# Heater Venting



## Yianni (Aug 30, 2006)

When the heater is running, should hot air be discharging from both exhaust ports or just one?
I was running the heater today and felt air coming from only the lower port and it made me realize 
I've never checked to see if it comes from both. The inside of the trailer was heating very nicely.

Thanks


----------



## jdpm (Apr 12, 2007)

The port that says HOT on it is the exhaust and the other prot is the intake. NEVER cover either port while the unit is running. What you are seeing is perfectly normal and since its heating nicely, sounds like all is OK. pcm


----------



## Yianni (Aug 30, 2006)

jdpm said:


> The port that says HOT on it is the exhaust and the other prot is the intake. NEVER cover either port while the unit is running. What you are seeing is perfectly normal and since its heating nicely, sounds like all is OK. pcm


Thanks,
Thats what I thought. When I first bought the trailer I put the dome shaped bug screens on the ports so I did not see the hot warning, but now that you mention it I do remember seeing it.

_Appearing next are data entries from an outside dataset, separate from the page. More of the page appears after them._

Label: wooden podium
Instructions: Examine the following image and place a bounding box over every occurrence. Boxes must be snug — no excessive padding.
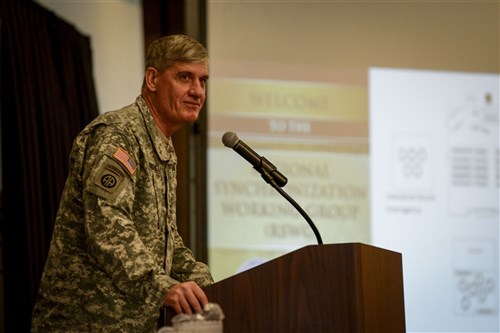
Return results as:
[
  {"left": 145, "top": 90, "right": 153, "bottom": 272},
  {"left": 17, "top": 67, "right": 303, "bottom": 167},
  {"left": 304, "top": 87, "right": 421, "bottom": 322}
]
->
[{"left": 163, "top": 243, "right": 406, "bottom": 332}]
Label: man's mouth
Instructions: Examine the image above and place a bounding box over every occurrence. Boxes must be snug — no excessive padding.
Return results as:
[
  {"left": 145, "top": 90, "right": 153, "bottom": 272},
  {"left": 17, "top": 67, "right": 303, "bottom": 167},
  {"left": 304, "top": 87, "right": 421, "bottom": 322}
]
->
[{"left": 184, "top": 101, "right": 201, "bottom": 110}]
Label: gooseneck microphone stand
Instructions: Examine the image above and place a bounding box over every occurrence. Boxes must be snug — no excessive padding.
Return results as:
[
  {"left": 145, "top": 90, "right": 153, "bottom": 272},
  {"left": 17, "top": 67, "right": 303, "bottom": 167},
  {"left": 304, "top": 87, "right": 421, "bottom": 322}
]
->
[{"left": 258, "top": 159, "right": 323, "bottom": 246}]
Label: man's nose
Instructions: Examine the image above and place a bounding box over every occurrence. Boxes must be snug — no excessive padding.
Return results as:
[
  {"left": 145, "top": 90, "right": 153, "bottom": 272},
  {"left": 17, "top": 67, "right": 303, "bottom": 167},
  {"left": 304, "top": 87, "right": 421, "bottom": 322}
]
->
[{"left": 189, "top": 80, "right": 205, "bottom": 97}]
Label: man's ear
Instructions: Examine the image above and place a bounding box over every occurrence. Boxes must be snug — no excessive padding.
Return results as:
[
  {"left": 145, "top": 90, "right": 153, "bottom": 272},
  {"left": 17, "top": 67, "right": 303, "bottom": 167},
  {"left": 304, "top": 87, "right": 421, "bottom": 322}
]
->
[{"left": 144, "top": 67, "right": 159, "bottom": 92}]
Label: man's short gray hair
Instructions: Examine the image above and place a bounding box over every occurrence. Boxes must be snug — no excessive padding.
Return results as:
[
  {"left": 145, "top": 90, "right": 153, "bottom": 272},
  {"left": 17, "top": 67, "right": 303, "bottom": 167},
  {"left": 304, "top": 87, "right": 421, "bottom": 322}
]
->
[{"left": 145, "top": 34, "right": 208, "bottom": 73}]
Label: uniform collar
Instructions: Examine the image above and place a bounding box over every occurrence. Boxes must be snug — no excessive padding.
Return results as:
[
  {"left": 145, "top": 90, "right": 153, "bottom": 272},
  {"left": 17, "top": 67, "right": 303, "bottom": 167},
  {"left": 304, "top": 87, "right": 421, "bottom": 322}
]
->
[{"left": 136, "top": 95, "right": 177, "bottom": 163}]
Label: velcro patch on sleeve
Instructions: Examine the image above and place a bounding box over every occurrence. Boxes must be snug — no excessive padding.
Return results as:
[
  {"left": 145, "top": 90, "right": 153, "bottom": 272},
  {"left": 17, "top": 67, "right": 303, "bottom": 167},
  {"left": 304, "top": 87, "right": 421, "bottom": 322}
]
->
[
  {"left": 93, "top": 162, "right": 126, "bottom": 196},
  {"left": 112, "top": 147, "right": 137, "bottom": 175}
]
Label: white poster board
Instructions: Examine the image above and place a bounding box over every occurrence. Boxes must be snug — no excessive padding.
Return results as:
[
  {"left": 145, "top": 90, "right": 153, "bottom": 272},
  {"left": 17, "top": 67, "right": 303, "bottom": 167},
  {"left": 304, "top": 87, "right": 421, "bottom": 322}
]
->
[{"left": 370, "top": 68, "right": 499, "bottom": 332}]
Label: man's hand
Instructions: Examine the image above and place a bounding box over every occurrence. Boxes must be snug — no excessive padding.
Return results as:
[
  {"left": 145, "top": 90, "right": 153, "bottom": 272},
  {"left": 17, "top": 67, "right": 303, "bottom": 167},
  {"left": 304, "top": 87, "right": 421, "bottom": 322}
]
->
[{"left": 163, "top": 281, "right": 209, "bottom": 314}]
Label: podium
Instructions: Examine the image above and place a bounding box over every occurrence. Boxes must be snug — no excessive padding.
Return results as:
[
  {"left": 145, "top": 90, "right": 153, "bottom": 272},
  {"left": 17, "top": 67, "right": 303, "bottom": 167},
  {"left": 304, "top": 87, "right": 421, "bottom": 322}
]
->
[{"left": 163, "top": 243, "right": 406, "bottom": 332}]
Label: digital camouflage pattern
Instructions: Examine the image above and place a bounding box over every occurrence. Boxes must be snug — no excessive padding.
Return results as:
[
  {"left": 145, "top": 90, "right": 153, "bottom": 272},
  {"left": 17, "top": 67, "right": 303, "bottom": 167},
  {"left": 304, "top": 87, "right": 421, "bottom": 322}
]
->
[{"left": 31, "top": 96, "right": 213, "bottom": 332}]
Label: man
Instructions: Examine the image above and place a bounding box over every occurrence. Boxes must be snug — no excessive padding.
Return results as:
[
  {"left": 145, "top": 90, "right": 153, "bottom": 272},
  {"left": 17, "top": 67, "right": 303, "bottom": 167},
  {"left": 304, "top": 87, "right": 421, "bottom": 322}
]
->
[{"left": 31, "top": 34, "right": 213, "bottom": 332}]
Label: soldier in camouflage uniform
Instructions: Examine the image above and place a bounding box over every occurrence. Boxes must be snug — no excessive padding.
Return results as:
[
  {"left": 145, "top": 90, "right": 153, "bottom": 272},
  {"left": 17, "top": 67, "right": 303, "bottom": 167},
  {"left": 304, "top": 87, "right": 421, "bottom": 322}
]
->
[{"left": 31, "top": 35, "right": 214, "bottom": 332}]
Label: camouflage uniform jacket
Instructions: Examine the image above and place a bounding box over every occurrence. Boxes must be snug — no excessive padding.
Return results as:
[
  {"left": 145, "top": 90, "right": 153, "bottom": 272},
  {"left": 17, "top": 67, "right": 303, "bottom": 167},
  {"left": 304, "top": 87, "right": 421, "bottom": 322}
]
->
[{"left": 31, "top": 96, "right": 213, "bottom": 332}]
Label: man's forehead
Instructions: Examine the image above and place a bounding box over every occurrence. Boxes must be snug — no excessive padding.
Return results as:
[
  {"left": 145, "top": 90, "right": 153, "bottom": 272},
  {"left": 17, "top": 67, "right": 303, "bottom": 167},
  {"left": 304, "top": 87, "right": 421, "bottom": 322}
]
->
[{"left": 170, "top": 61, "right": 208, "bottom": 74}]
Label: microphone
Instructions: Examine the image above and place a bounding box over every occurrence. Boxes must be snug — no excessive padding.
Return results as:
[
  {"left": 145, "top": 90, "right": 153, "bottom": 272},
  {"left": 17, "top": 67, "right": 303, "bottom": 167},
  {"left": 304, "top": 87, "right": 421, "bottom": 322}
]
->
[
  {"left": 222, "top": 131, "right": 323, "bottom": 245},
  {"left": 222, "top": 131, "right": 288, "bottom": 187}
]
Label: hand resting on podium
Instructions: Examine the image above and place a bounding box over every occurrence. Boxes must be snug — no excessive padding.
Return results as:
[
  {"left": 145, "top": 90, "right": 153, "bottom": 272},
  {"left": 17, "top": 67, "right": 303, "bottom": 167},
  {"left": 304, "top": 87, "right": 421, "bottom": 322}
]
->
[{"left": 163, "top": 281, "right": 209, "bottom": 315}]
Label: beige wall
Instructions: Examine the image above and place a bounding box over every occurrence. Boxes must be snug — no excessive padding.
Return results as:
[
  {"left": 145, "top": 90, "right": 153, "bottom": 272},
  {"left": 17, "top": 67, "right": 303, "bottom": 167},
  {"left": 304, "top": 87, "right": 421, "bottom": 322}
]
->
[
  {"left": 208, "top": 1, "right": 499, "bottom": 83},
  {"left": 35, "top": 1, "right": 499, "bottom": 110},
  {"left": 36, "top": 0, "right": 144, "bottom": 113}
]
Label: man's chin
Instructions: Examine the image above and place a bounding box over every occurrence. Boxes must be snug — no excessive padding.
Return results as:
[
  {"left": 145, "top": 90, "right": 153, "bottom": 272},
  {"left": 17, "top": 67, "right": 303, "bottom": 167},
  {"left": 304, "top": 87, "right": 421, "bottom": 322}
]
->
[{"left": 184, "top": 111, "right": 200, "bottom": 123}]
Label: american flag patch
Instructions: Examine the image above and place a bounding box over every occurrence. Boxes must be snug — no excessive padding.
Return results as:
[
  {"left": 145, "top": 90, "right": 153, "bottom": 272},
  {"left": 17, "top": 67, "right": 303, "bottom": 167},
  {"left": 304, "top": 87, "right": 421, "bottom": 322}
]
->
[{"left": 112, "top": 147, "right": 137, "bottom": 175}]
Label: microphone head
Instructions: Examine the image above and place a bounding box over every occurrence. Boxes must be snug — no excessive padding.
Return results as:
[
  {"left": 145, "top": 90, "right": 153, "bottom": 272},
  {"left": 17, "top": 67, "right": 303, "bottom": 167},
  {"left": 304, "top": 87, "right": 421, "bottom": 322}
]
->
[{"left": 222, "top": 131, "right": 239, "bottom": 148}]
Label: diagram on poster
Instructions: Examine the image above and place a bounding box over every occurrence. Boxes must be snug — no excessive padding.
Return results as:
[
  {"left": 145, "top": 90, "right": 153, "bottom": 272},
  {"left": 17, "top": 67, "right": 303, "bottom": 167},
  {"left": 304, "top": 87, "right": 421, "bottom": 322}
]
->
[{"left": 447, "top": 95, "right": 499, "bottom": 217}]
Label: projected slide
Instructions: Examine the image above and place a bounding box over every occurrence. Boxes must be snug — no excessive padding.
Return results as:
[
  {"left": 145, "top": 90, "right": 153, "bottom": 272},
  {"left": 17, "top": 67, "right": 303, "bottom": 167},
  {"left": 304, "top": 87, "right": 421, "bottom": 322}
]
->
[
  {"left": 207, "top": 78, "right": 369, "bottom": 281},
  {"left": 370, "top": 68, "right": 499, "bottom": 332}
]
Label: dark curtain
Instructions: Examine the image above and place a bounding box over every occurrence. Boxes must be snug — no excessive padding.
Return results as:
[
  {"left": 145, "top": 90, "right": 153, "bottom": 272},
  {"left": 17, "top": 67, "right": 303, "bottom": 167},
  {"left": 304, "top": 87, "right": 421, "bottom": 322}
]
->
[{"left": 0, "top": 1, "right": 99, "bottom": 331}]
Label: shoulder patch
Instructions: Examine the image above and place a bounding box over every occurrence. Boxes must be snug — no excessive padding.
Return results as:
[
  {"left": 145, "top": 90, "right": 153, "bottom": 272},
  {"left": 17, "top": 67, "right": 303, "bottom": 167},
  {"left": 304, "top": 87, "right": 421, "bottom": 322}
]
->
[
  {"left": 93, "top": 161, "right": 126, "bottom": 196},
  {"left": 112, "top": 147, "right": 137, "bottom": 175}
]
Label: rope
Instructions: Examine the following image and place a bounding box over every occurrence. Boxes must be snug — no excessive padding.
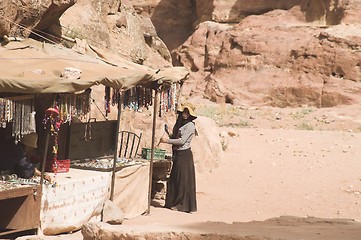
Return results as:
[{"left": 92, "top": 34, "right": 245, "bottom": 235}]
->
[
  {"left": 90, "top": 96, "right": 108, "bottom": 121},
  {"left": 0, "top": 11, "right": 161, "bottom": 75},
  {"left": 0, "top": 15, "right": 58, "bottom": 45}
]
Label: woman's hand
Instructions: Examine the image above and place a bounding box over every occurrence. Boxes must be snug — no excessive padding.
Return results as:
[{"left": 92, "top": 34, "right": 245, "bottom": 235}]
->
[
  {"left": 34, "top": 168, "right": 42, "bottom": 177},
  {"left": 160, "top": 136, "right": 168, "bottom": 143},
  {"left": 43, "top": 173, "right": 53, "bottom": 183}
]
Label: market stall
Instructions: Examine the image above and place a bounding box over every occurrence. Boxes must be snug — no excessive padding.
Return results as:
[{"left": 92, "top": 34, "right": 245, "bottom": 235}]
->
[{"left": 0, "top": 38, "right": 188, "bottom": 236}]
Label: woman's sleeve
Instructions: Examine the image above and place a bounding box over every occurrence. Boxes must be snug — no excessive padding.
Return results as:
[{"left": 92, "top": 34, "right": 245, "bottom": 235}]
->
[{"left": 167, "top": 123, "right": 195, "bottom": 145}]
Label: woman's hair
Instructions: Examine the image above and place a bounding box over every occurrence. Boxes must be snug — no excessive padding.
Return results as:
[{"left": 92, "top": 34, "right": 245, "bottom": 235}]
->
[
  {"left": 171, "top": 112, "right": 197, "bottom": 138},
  {"left": 171, "top": 113, "right": 183, "bottom": 138}
]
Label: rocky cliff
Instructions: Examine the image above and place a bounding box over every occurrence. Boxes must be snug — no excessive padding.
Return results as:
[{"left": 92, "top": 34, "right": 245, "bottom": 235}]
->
[{"left": 132, "top": 0, "right": 361, "bottom": 108}]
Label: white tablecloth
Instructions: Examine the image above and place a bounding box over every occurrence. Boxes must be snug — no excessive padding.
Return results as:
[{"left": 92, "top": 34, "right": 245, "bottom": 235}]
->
[
  {"left": 40, "top": 162, "right": 150, "bottom": 235},
  {"left": 40, "top": 168, "right": 111, "bottom": 235}
]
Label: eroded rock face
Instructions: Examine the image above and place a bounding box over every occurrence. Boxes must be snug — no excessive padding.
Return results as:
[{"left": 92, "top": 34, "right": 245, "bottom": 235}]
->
[
  {"left": 0, "top": 0, "right": 75, "bottom": 38},
  {"left": 127, "top": 0, "right": 361, "bottom": 108},
  {"left": 171, "top": 3, "right": 361, "bottom": 107},
  {"left": 213, "top": 0, "right": 302, "bottom": 23},
  {"left": 59, "top": 0, "right": 171, "bottom": 67},
  {"left": 129, "top": 0, "right": 303, "bottom": 50},
  {"left": 300, "top": 0, "right": 355, "bottom": 25},
  {"left": 0, "top": 0, "right": 172, "bottom": 68}
]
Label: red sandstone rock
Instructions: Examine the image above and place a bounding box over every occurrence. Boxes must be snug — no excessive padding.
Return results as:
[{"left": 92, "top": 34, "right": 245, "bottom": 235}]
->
[{"left": 171, "top": 4, "right": 361, "bottom": 107}]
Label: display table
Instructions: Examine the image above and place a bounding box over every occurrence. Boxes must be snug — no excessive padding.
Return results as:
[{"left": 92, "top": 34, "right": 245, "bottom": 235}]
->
[
  {"left": 40, "top": 162, "right": 150, "bottom": 235},
  {"left": 40, "top": 168, "right": 111, "bottom": 235}
]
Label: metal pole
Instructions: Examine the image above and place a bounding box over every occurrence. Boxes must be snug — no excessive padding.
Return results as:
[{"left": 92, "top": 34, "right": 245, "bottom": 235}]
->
[
  {"left": 176, "top": 81, "right": 184, "bottom": 112},
  {"left": 147, "top": 89, "right": 158, "bottom": 214},
  {"left": 110, "top": 95, "right": 122, "bottom": 201}
]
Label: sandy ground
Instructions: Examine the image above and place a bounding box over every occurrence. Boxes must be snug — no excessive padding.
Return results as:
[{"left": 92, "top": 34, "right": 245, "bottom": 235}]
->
[
  {"left": 113, "top": 127, "right": 361, "bottom": 239},
  {"left": 131, "top": 127, "right": 361, "bottom": 222},
  {"left": 19, "top": 105, "right": 361, "bottom": 240},
  {"left": 117, "top": 104, "right": 361, "bottom": 239}
]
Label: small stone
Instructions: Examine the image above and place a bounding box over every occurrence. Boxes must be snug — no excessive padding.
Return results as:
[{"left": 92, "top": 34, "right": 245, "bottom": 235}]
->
[{"left": 62, "top": 67, "right": 82, "bottom": 79}]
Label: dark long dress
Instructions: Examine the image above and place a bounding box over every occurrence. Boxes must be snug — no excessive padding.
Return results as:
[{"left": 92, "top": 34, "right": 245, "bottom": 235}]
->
[{"left": 165, "top": 148, "right": 197, "bottom": 212}]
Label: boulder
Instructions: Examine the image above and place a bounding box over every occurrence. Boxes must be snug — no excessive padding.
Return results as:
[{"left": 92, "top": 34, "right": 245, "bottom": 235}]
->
[
  {"left": 192, "top": 116, "right": 222, "bottom": 173},
  {"left": 102, "top": 200, "right": 125, "bottom": 225}
]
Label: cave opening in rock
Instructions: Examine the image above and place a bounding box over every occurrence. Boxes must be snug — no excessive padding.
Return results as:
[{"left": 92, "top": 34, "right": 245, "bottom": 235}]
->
[
  {"left": 301, "top": 0, "right": 345, "bottom": 26},
  {"left": 151, "top": 0, "right": 198, "bottom": 51}
]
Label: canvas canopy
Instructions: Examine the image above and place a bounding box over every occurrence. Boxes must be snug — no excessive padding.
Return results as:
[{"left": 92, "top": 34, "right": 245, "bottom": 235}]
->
[{"left": 0, "top": 39, "right": 189, "bottom": 94}]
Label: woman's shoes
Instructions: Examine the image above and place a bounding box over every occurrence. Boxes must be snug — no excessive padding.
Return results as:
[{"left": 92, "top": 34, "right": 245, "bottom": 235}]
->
[{"left": 170, "top": 206, "right": 179, "bottom": 211}]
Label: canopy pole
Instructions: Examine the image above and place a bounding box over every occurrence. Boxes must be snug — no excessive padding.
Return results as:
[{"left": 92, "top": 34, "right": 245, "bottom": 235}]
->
[
  {"left": 147, "top": 89, "right": 158, "bottom": 214},
  {"left": 40, "top": 125, "right": 50, "bottom": 187},
  {"left": 37, "top": 124, "right": 50, "bottom": 235},
  {"left": 176, "top": 81, "right": 184, "bottom": 112},
  {"left": 110, "top": 95, "right": 122, "bottom": 201}
]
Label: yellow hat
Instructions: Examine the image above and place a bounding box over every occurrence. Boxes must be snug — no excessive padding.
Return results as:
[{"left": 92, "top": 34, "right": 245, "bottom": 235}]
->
[
  {"left": 20, "top": 133, "right": 38, "bottom": 149},
  {"left": 178, "top": 102, "right": 197, "bottom": 118}
]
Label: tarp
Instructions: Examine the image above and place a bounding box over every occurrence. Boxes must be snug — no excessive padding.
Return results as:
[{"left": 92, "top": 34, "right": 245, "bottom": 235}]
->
[
  {"left": 0, "top": 39, "right": 189, "bottom": 94},
  {"left": 112, "top": 162, "right": 150, "bottom": 219}
]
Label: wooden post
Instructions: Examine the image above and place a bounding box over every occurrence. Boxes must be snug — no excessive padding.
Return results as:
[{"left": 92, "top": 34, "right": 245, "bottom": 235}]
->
[
  {"left": 147, "top": 89, "right": 158, "bottom": 214},
  {"left": 110, "top": 95, "right": 122, "bottom": 201},
  {"left": 40, "top": 125, "right": 50, "bottom": 186}
]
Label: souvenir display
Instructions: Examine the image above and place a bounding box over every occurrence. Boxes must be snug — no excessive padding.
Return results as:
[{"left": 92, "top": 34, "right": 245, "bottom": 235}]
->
[
  {"left": 105, "top": 86, "right": 111, "bottom": 116},
  {"left": 41, "top": 92, "right": 91, "bottom": 173},
  {"left": 0, "top": 174, "right": 52, "bottom": 192},
  {"left": 55, "top": 91, "right": 91, "bottom": 123},
  {"left": 159, "top": 83, "right": 178, "bottom": 116},
  {"left": 12, "top": 98, "right": 36, "bottom": 142},
  {"left": 71, "top": 157, "right": 140, "bottom": 172},
  {"left": 0, "top": 98, "right": 14, "bottom": 128},
  {"left": 119, "top": 86, "right": 153, "bottom": 111},
  {"left": 1, "top": 91, "right": 90, "bottom": 140},
  {"left": 0, "top": 98, "right": 36, "bottom": 141},
  {"left": 110, "top": 84, "right": 178, "bottom": 113}
]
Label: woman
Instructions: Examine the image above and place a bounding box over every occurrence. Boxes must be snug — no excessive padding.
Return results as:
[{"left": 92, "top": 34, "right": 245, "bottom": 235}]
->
[
  {"left": 160, "top": 102, "right": 197, "bottom": 213},
  {"left": 0, "top": 133, "right": 40, "bottom": 179}
]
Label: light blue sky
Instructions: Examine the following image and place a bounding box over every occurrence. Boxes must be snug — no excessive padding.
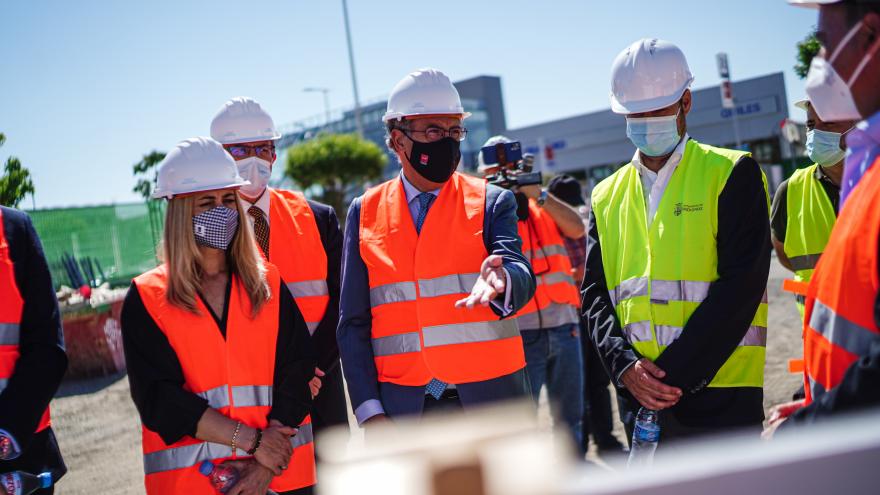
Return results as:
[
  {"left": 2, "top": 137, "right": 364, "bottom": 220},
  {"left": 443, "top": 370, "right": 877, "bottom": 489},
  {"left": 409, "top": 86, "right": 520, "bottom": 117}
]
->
[{"left": 1, "top": 0, "right": 818, "bottom": 208}]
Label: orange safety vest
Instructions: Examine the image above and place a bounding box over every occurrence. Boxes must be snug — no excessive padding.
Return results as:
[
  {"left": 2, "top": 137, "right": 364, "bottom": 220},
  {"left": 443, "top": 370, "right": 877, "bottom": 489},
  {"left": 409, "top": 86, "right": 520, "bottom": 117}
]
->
[
  {"left": 267, "top": 189, "right": 329, "bottom": 336},
  {"left": 516, "top": 200, "right": 581, "bottom": 330},
  {"left": 134, "top": 263, "right": 315, "bottom": 494},
  {"left": 802, "top": 156, "right": 880, "bottom": 406},
  {"left": 0, "top": 209, "right": 51, "bottom": 433},
  {"left": 360, "top": 173, "right": 526, "bottom": 386}
]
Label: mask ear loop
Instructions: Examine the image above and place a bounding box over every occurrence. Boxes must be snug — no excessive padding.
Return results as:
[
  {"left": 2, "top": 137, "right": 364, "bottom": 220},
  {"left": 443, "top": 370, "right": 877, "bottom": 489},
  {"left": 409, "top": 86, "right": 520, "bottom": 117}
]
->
[{"left": 847, "top": 28, "right": 880, "bottom": 86}]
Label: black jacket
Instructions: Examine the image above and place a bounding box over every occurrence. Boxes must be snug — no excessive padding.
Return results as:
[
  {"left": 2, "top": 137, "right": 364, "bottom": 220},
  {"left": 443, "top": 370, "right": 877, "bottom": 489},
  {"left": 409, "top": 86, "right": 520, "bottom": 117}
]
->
[
  {"left": 0, "top": 206, "right": 68, "bottom": 479},
  {"left": 581, "top": 154, "right": 771, "bottom": 428},
  {"left": 301, "top": 200, "right": 343, "bottom": 373}
]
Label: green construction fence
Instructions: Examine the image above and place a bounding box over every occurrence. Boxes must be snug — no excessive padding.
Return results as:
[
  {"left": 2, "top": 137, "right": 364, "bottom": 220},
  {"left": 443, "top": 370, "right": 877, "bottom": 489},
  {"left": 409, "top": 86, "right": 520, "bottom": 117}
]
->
[{"left": 28, "top": 201, "right": 165, "bottom": 289}]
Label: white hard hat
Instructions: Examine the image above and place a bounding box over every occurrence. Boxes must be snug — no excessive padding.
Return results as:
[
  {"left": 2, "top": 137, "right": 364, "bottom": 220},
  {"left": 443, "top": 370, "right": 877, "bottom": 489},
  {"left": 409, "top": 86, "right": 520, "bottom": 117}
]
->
[
  {"left": 477, "top": 135, "right": 512, "bottom": 173},
  {"left": 152, "top": 137, "right": 250, "bottom": 199},
  {"left": 795, "top": 98, "right": 811, "bottom": 111},
  {"left": 610, "top": 38, "right": 694, "bottom": 115},
  {"left": 383, "top": 68, "right": 471, "bottom": 122},
  {"left": 788, "top": 0, "right": 844, "bottom": 8},
  {"left": 210, "top": 96, "right": 281, "bottom": 145}
]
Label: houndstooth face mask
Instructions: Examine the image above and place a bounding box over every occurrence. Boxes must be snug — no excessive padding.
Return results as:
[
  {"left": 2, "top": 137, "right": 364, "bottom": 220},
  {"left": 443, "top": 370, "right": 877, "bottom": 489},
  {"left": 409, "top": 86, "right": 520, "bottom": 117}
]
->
[{"left": 192, "top": 206, "right": 239, "bottom": 250}]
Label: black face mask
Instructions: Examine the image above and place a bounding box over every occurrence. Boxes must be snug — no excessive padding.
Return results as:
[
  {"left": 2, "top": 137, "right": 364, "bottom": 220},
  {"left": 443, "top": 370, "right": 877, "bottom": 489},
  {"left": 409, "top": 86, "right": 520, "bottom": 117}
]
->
[
  {"left": 404, "top": 136, "right": 461, "bottom": 183},
  {"left": 514, "top": 192, "right": 530, "bottom": 221}
]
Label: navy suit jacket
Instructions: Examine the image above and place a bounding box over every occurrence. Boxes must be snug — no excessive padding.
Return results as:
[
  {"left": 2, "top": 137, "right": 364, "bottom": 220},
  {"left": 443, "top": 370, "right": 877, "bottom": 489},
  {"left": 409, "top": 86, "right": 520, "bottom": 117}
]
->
[{"left": 337, "top": 178, "right": 535, "bottom": 423}]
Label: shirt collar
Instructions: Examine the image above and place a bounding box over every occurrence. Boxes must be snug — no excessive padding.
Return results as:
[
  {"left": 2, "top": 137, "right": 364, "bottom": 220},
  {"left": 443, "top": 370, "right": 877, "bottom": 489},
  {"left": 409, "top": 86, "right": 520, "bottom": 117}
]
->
[
  {"left": 399, "top": 172, "right": 441, "bottom": 205},
  {"left": 814, "top": 164, "right": 841, "bottom": 188},
  {"left": 239, "top": 187, "right": 271, "bottom": 217},
  {"left": 632, "top": 133, "right": 690, "bottom": 177}
]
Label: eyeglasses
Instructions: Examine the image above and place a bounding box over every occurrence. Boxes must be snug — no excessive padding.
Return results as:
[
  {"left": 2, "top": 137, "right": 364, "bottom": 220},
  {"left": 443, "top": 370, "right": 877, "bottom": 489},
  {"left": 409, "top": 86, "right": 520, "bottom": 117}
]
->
[
  {"left": 226, "top": 144, "right": 276, "bottom": 158},
  {"left": 399, "top": 126, "right": 468, "bottom": 142}
]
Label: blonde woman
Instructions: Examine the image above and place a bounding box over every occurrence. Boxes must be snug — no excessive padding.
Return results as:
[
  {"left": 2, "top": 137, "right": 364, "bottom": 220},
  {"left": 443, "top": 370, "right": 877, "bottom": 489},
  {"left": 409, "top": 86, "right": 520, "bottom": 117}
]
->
[{"left": 121, "top": 137, "right": 316, "bottom": 495}]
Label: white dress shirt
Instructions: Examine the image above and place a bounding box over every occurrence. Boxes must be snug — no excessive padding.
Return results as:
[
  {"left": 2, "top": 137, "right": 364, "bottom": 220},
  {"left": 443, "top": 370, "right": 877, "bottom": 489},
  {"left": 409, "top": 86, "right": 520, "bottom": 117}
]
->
[{"left": 631, "top": 134, "right": 690, "bottom": 227}]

Thanks again for the help.


----------



## Oregon_Camper (Sep 13, 2004)

Yianni said:


> The port that says HOT on it is the exhaust and the other prot is the intake. NEVER cover either port while the unit is running. What you are seeing is perfectly normal and since its heating nicely, sounds like all is OK. pcm


Thanks,
Thats what I thought. When I first bought the trailer I put the dome shaped bug screens on the ports so I did not see the hot warning, but now that you mention it I do remember seeing it.

Thanks again for the help.
[/quote]

Great...another happy Outbacker!!


----------